The mean (or median) difference is [underlined / bolded] if [only one of / both] the p-value and CLES pass these cutoffs.
The generated table is written to the console, and can be used in a vignette using the results = "asis"
chunk option.
xsummary2
is an updated version that is used in the current vignettes in the package.
It shows negative numbers in bold (p-value and CLES are not shown).
xsummary3
is a further revision that shows GRAVY and pI; it is used in the ‘osmotic_bact’ and ‘osmotic_halo’ vignettes.
For check_IDs
, dat
is returned with possibly changed values in the column designated by IDcol
; old IDs are replaced with new ones, the first known ID for each protein is kept, then proteins with no known IDs are assigned NA
.
For get_comptab
, a data frame is returned invisibly containing the columns ‘dataset’, ‘description’, ‘n1’ (number of down-regulated proteins), ‘n2’ (number of up-regulated proteins), followed two sets of columns for the variables.

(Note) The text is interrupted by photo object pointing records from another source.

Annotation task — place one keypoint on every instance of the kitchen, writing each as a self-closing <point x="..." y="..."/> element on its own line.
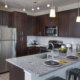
<point x="32" y="29"/>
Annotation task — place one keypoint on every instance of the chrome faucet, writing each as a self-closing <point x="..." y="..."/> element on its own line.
<point x="52" y="46"/>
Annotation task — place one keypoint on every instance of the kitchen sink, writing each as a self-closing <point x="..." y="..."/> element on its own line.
<point x="42" y="56"/>
<point x="53" y="63"/>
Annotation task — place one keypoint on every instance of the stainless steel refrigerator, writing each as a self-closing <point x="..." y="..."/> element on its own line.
<point x="7" y="46"/>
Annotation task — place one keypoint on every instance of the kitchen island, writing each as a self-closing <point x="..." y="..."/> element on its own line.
<point x="33" y="67"/>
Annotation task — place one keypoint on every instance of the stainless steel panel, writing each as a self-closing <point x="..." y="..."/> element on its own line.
<point x="7" y="46"/>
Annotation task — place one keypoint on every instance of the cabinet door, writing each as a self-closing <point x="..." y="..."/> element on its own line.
<point x="0" y="17"/>
<point x="63" y="24"/>
<point x="5" y="18"/>
<point x="10" y="17"/>
<point x="74" y="26"/>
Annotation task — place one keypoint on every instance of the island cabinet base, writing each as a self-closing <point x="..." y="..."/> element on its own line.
<point x="15" y="73"/>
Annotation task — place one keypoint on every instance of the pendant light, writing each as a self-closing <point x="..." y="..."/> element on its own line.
<point x="52" y="11"/>
<point x="78" y="17"/>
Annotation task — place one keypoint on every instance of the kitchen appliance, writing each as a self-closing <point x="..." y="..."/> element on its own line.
<point x="51" y="31"/>
<point x="7" y="46"/>
<point x="54" y="44"/>
<point x="69" y="48"/>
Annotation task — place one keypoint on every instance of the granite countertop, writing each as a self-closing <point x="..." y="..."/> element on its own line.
<point x="35" y="65"/>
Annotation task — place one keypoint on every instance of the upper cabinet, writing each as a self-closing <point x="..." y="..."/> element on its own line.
<point x="43" y="21"/>
<point x="74" y="26"/>
<point x="30" y="28"/>
<point x="68" y="27"/>
<point x="63" y="24"/>
<point x="3" y="17"/>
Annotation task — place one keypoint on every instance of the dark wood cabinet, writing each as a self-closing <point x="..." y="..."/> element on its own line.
<point x="74" y="26"/>
<point x="33" y="50"/>
<point x="63" y="24"/>
<point x="45" y="20"/>
<point x="10" y="18"/>
<point x="15" y="73"/>
<point x="30" y="28"/>
<point x="19" y="21"/>
<point x="68" y="27"/>
<point x="3" y="17"/>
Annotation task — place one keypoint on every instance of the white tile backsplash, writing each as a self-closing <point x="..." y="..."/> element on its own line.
<point x="44" y="40"/>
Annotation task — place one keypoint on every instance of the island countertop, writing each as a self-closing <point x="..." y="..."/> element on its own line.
<point x="35" y="65"/>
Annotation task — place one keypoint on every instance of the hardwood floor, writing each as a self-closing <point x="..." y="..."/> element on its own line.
<point x="4" y="76"/>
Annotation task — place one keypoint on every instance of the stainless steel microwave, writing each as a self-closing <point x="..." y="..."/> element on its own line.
<point x="51" y="31"/>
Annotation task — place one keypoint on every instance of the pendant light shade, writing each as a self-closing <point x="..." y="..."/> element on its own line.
<point x="78" y="16"/>
<point x="52" y="11"/>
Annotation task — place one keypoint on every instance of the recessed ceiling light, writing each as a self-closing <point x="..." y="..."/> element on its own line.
<point x="48" y="5"/>
<point x="6" y="6"/>
<point x="38" y="8"/>
<point x="24" y="9"/>
<point x="33" y="9"/>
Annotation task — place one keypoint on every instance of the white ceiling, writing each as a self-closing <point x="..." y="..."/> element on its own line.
<point x="28" y="4"/>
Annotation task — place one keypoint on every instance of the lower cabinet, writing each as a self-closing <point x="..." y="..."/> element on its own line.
<point x="33" y="50"/>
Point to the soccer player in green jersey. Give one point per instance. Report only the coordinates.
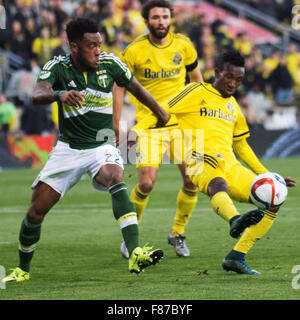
(82, 83)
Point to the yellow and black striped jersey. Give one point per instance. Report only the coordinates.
(160, 69)
(201, 107)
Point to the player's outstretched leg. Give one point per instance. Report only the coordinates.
(186, 202)
(144, 257)
(235, 261)
(240, 222)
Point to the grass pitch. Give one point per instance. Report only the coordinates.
(78, 256)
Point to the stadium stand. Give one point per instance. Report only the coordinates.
(35, 31)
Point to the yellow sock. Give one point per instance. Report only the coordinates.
(254, 233)
(140, 200)
(223, 205)
(186, 202)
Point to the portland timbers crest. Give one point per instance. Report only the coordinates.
(103, 80)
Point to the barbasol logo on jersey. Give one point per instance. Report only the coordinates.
(204, 112)
(162, 74)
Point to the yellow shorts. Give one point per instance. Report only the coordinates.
(238, 177)
(157, 146)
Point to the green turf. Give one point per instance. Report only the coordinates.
(78, 256)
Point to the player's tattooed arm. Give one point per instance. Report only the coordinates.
(44, 94)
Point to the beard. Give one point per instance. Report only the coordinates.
(159, 34)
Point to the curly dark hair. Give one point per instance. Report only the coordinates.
(77, 28)
(231, 56)
(156, 3)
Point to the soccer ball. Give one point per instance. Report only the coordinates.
(268, 191)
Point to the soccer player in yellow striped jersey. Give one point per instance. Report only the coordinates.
(212, 164)
(160, 61)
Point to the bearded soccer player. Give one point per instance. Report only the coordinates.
(215, 170)
(82, 83)
(160, 61)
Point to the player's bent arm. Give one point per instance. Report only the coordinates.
(118, 97)
(147, 99)
(43, 93)
(247, 155)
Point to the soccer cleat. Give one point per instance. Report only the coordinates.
(240, 266)
(142, 258)
(239, 224)
(124, 250)
(17, 275)
(178, 242)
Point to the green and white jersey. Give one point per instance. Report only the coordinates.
(79, 126)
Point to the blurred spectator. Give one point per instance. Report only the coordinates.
(250, 113)
(18, 43)
(282, 83)
(258, 101)
(252, 75)
(293, 65)
(44, 45)
(110, 29)
(31, 32)
(7, 115)
(207, 70)
(243, 44)
(63, 47)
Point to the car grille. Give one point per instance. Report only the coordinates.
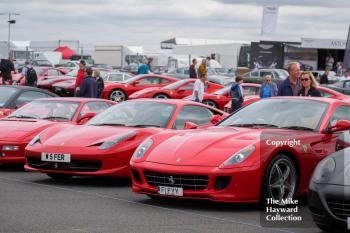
(340, 208)
(187, 182)
(74, 165)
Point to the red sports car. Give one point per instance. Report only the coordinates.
(177, 90)
(268, 149)
(106, 143)
(121, 91)
(325, 92)
(220, 98)
(24, 124)
(13, 97)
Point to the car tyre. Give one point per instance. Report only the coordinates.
(210, 103)
(161, 96)
(280, 180)
(57, 176)
(117, 95)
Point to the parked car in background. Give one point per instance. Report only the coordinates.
(121, 91)
(107, 142)
(177, 90)
(325, 92)
(42, 63)
(238, 152)
(13, 97)
(115, 76)
(340, 86)
(257, 76)
(26, 124)
(331, 77)
(329, 192)
(220, 98)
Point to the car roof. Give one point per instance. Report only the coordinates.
(74, 99)
(324, 100)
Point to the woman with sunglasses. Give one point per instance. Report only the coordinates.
(309, 85)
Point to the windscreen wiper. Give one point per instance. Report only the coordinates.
(23, 117)
(254, 125)
(296, 127)
(143, 126)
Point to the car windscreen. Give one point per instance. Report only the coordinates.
(49, 110)
(174, 85)
(5, 94)
(136, 114)
(280, 113)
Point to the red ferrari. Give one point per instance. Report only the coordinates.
(121, 91)
(23, 125)
(177, 90)
(107, 142)
(221, 97)
(268, 149)
(325, 92)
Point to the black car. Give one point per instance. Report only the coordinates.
(14, 96)
(329, 192)
(341, 86)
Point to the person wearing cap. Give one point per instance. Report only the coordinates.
(88, 88)
(80, 75)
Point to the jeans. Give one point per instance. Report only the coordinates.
(235, 104)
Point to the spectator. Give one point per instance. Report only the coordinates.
(324, 76)
(143, 69)
(80, 75)
(202, 69)
(198, 89)
(100, 83)
(268, 88)
(149, 61)
(291, 85)
(29, 74)
(329, 61)
(237, 94)
(193, 72)
(338, 69)
(6, 67)
(88, 87)
(309, 85)
(346, 76)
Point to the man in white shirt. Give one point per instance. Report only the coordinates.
(198, 89)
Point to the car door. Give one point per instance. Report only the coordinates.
(192, 113)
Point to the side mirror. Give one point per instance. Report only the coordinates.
(190, 125)
(21, 105)
(83, 119)
(215, 119)
(341, 125)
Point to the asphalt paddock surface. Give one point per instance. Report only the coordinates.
(33, 202)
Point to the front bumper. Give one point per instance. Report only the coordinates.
(325, 203)
(244, 183)
(12, 157)
(89, 162)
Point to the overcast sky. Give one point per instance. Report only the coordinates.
(146, 23)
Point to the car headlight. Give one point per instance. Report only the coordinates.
(108, 144)
(142, 149)
(10, 148)
(240, 156)
(324, 170)
(35, 140)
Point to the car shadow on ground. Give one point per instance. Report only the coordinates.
(11, 168)
(86, 182)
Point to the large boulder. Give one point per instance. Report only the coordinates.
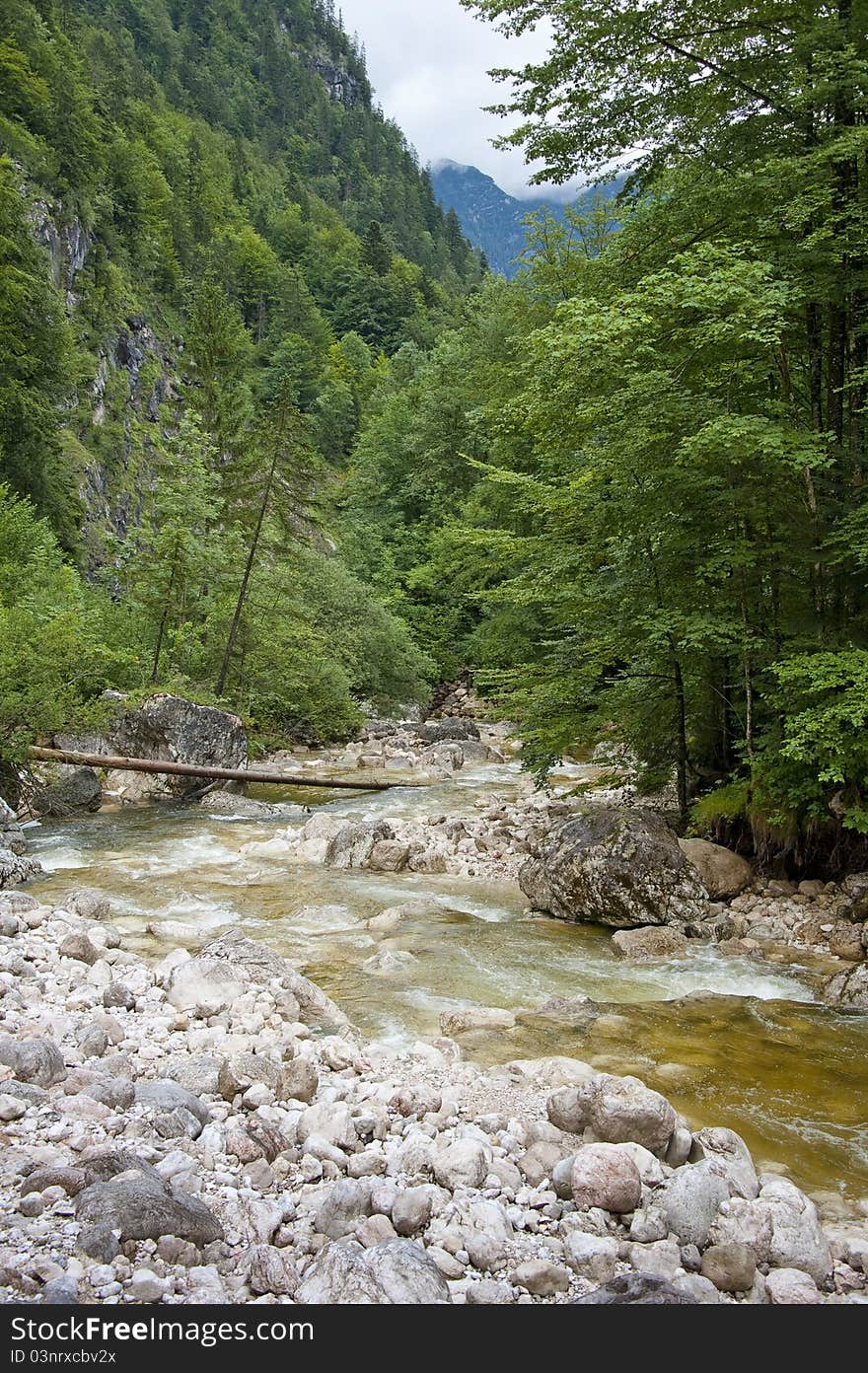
(691, 1198)
(780, 1226)
(140, 1207)
(34, 1060)
(615, 867)
(847, 990)
(339, 1277)
(341, 843)
(732, 1159)
(723, 872)
(258, 967)
(168, 729)
(605, 1176)
(17, 868)
(616, 1110)
(205, 986)
(405, 1273)
(637, 1289)
(650, 942)
(66, 790)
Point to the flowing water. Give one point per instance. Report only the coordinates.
(728, 1040)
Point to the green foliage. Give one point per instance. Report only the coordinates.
(54, 659)
(36, 364)
(816, 759)
(636, 505)
(231, 234)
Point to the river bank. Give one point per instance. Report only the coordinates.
(210, 1128)
(405, 910)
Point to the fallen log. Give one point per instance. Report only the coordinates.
(158, 765)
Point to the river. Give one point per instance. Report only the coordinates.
(757, 1051)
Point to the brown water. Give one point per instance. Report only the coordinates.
(728, 1040)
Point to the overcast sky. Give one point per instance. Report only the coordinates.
(429, 63)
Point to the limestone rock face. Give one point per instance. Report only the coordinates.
(615, 867)
(606, 1177)
(67, 790)
(169, 729)
(723, 872)
(34, 1060)
(451, 728)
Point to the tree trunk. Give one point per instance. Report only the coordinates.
(163, 623)
(242, 595)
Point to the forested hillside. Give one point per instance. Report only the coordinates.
(291, 447)
(630, 489)
(497, 223)
(210, 241)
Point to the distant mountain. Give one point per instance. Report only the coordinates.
(490, 219)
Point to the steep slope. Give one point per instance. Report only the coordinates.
(161, 143)
(493, 220)
(210, 241)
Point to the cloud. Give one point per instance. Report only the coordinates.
(429, 63)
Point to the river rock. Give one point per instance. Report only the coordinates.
(17, 868)
(405, 1273)
(343, 1205)
(650, 942)
(462, 1165)
(34, 1060)
(592, 1257)
(615, 867)
(389, 855)
(730, 1151)
(412, 1211)
(731, 1267)
(540, 1277)
(339, 1277)
(80, 948)
(606, 1177)
(88, 903)
(142, 1208)
(259, 966)
(171, 1096)
(117, 995)
(847, 990)
(441, 731)
(300, 1079)
(245, 1070)
(66, 790)
(172, 729)
(616, 1110)
(691, 1198)
(780, 1226)
(331, 1120)
(637, 1289)
(723, 874)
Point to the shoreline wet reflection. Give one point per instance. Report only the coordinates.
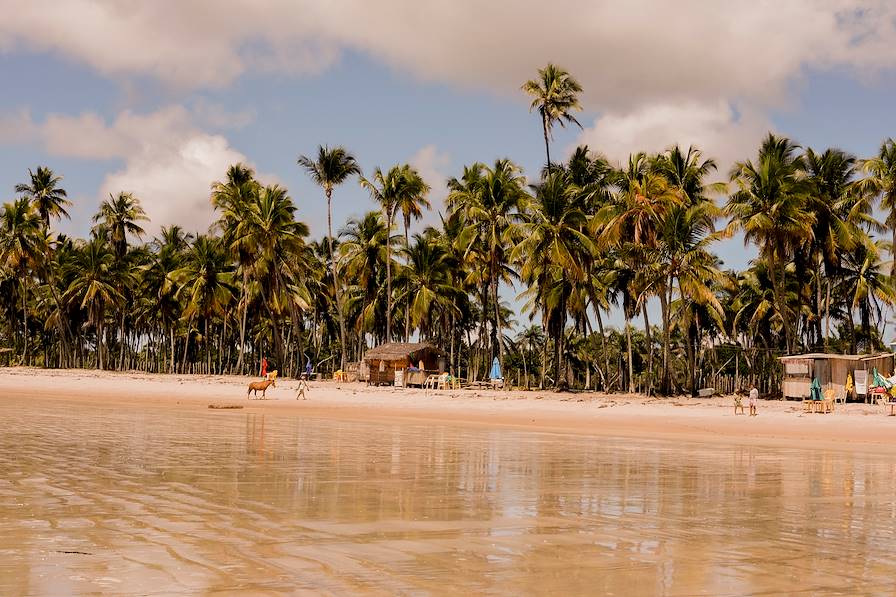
(140, 501)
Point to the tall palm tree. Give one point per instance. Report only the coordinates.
(277, 244)
(45, 194)
(331, 168)
(205, 284)
(869, 288)
(492, 200)
(687, 231)
(96, 288)
(880, 180)
(769, 206)
(22, 248)
(555, 94)
(118, 217)
(841, 210)
(554, 247)
(401, 184)
(364, 251)
(426, 283)
(234, 197)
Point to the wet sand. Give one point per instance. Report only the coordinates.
(129, 484)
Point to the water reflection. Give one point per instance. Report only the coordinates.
(139, 501)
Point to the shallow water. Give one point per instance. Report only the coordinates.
(141, 501)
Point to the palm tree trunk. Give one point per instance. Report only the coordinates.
(244, 303)
(407, 311)
(649, 337)
(827, 315)
(498, 329)
(337, 291)
(628, 342)
(171, 335)
(665, 303)
(388, 275)
(24, 322)
(122, 341)
(99, 342)
(603, 343)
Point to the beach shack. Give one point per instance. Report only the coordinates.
(832, 371)
(403, 363)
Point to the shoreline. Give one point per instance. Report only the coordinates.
(855, 427)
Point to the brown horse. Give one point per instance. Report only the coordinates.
(260, 385)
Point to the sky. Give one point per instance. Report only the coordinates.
(159, 98)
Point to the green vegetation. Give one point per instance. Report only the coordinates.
(586, 242)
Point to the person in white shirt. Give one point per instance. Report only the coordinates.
(754, 396)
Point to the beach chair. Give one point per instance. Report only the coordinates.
(827, 405)
(431, 382)
(443, 382)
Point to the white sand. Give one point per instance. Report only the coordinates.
(853, 427)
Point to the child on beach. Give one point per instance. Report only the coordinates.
(303, 387)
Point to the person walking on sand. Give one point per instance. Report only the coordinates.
(303, 387)
(754, 396)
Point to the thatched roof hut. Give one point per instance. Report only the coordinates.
(384, 360)
(831, 371)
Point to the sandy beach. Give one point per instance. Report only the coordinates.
(127, 483)
(854, 426)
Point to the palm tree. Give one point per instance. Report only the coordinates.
(233, 198)
(118, 217)
(841, 209)
(555, 95)
(869, 288)
(45, 194)
(96, 287)
(205, 284)
(331, 168)
(401, 184)
(554, 248)
(492, 201)
(769, 206)
(277, 245)
(364, 252)
(632, 224)
(22, 248)
(686, 232)
(880, 172)
(426, 283)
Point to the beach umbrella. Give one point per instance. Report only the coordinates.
(496, 370)
(815, 389)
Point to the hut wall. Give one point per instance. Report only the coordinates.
(839, 370)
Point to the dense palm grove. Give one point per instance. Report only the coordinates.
(583, 242)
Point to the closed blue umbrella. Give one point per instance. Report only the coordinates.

These are denoted generically as (‘var.mfun1’, ‘var.mfun2’, ‘var.diff’, ‘var.CLES’, ‘var.p.value’), where ‘var’ is replaced by the name of var1
or var2
, and ‘mfun’ is replaced by the value of mfun
.
For example, ‘Zc.median1’ and ‘Zc.median2’ are the median ZC of the down- and up-regulated proteins, respectively.
For xsummary
, (invisibly) the data frame used to make the table; this data frame differs from comptab
by having row names added (alphabetical one-letter IDs for the datasets).
The overall style of the plot is controlled by oldstyle
.
oldstyle = FALSE
This is the current default style.
Use pch
and cex
to control the point symbol and size.
Contours are added for confidence regions of highest probability density, computed using a 2-D kernel density estimate (kde2d
).
probs
gives the probability level(s) and col.contour
sets the color(s) of the contour lines.
contour
can be a logical vector, indicating which points to include; set it to FALSE to omit the contour lines.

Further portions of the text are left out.